Wenn gute Lyrik geboten wird, dann wird das auch gerne gelesen. Ein Beispiel dafür ist etwa Wolfgang Hermanns Schatten auf dem Weg durch den Bernsteinwald, das bei Limbus erschienen ist, oder Christoph W. Bauers stromern (Haymon). Damit man zu einem Buch greift, muss es auch interessant gestaltet und ausgestattet sein. Mit der Lyrikreihe im Limbus Verlag soll genau das berücksichtigt werden. Die Bücher werden schön gemacht sein, Hardcover mit Lesebändchen. Das symbolisiert ganz klar, dass es sich hier um eine programmatische Linie und nicht um ein Nebenprodukt handelt. Gleichzeitig aber wird der Preis niedrig gehalten. Ich finde es problematisch, wenn Lyrik oft in die bibliophile, teure Ecke gedrängt wird.
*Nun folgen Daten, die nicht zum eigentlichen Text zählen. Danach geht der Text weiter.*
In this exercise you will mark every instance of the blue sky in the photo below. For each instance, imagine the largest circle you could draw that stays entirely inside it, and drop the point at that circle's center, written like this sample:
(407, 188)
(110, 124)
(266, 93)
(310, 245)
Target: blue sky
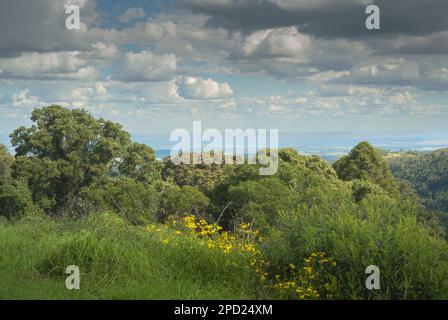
(293, 65)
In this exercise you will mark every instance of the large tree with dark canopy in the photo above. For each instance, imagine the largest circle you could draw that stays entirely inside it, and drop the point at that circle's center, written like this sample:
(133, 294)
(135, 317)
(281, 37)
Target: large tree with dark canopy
(66, 150)
(364, 162)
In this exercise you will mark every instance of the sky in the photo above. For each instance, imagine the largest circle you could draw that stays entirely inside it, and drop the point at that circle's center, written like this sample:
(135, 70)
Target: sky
(292, 65)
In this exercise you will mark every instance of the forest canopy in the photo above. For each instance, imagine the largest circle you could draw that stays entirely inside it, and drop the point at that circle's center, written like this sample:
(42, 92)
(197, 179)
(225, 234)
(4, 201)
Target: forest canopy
(70, 168)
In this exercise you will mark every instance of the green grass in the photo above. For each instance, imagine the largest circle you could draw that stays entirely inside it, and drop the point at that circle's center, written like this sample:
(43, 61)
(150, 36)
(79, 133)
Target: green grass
(116, 262)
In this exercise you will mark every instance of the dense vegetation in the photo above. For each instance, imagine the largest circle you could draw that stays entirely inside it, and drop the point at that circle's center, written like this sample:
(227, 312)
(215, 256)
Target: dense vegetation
(79, 191)
(427, 173)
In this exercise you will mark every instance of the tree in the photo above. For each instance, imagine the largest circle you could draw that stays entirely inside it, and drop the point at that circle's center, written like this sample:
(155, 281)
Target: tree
(64, 151)
(6, 161)
(135, 202)
(184, 200)
(139, 163)
(15, 200)
(364, 162)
Das Buch ist ein demokratisches Medium, das gerade durch seine Leistbarkeit Verbreitung finden kann.

Die Reihe startet mit Stephan Eibel Erzberg …

Stephan Eibel Erzberg ist einer der besten Lyriker Österreichs. Das Besondere an ihm ist, dass er sich immer wieder neu erfindet. Er ist im wahrsten Sinne des Wortes ein Dichter. Mit ihm die Reihe zu eröffnen, ist eine starke programmatische Ansage und soll auch ermutigen. In der Reihe soll genug Offenheit sein für ganz neue Positionen, die noch unbekannt sind. Ein Dichter mit Haltung wie Stephan Eibel Erzberg hat hier auch eine gewisse Vorbildwirkung.